Yeah, crypto started the the year off as super hot, everybody wanted it and everyone wanted to buy an NFT and make a bunch of money. Then at the end of the year no one wanted to touch it. I don’t think either of those things are going to be true in 2023. Where we are right now in crypto is that it’s sort of lying on the ground. You know, nose bloodied, barely has a pulse. I think that’s where it’s going to be at the end of the year, I think it’s gonna go sideways, I don’t think there’s going to be a run in the markets. I also don’t think it’s going to go away. I think in between now and the end of the year, there might be some pretty crazy roller coaster rides for anyone who is involved in the cryptocurrency marketplaces. But otherwise, there’s going to be a year where the original folks who got into this business because they saw a new approach to managing data, those people are going to be building all year long. So there’ll be some really interesting new projects and older projects that are, finally getting some of the features that make them valuable. But generally speaking, I wouldn’t want to be a crypto investor this year.

Okay, that’s very good to note. But you’re definitely a little bit more upbeat on something that I think is going to be exciting for people who’ve been certainly watching this space for decades, you think it’s gonna be a good very, very good year for….

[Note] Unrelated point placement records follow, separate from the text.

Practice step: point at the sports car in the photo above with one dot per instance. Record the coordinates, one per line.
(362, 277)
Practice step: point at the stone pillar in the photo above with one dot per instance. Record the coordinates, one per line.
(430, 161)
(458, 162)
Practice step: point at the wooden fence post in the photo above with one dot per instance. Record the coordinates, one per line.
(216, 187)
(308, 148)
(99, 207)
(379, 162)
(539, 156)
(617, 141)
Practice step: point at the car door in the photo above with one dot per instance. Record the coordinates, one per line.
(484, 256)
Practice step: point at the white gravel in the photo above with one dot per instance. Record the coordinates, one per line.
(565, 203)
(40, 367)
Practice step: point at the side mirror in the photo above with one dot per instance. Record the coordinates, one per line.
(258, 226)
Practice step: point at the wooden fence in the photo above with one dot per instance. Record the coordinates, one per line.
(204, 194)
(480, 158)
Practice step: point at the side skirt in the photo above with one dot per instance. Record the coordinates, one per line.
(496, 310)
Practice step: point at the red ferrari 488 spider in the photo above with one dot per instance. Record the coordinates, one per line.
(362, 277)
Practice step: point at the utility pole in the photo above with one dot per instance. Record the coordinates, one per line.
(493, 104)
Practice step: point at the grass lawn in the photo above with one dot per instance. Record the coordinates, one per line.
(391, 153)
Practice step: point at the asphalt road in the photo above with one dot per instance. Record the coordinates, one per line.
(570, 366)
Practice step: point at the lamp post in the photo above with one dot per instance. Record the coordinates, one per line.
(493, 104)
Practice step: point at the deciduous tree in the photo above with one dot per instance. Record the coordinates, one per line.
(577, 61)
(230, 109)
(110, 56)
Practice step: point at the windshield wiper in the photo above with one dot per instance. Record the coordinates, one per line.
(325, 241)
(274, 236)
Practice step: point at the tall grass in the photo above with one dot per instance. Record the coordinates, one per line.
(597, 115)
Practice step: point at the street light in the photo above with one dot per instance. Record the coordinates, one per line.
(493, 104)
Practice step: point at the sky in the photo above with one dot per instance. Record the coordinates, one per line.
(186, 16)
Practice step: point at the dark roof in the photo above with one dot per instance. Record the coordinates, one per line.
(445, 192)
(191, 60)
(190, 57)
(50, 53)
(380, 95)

For technology IPOs. It was a terrible year for tech IPOs this past year. And I think a lot of people are saying it’s gonna be another terrible year. But the fact is, when you have a full year, and really a bit longer than that, where good companies that have solid businesses and strong backers, and a lot of potential for growth, when they can’t get out, asking them to not go public for two or two and a half straight years is not good. We don’t forget, we also had a pandemic prior to that. So there’s a lot of pent up demand. A lot of good companies, valuations have been reset, capital wants an exit, right? Capital likes liquidity. So do the employees and founders of these companies. So I expect that by the end of the year, we’ll see a lot of good technology IPOs. And they may well lead us out of a recession entirely.

Well, thanks so much, John, for giving us a kind of a roadmap to follow for 2023. I guess we’ll check back in with you next year to see how you did on your predictions. 

I’ll look forward to it. 

Again, given your track record, these have a good tendency to follow through. So thanks so much for joining us. It was fun to do this reversal thanks everybody, also for joining us. Hope your new year is off to a good start. And we’ll see you guys soon.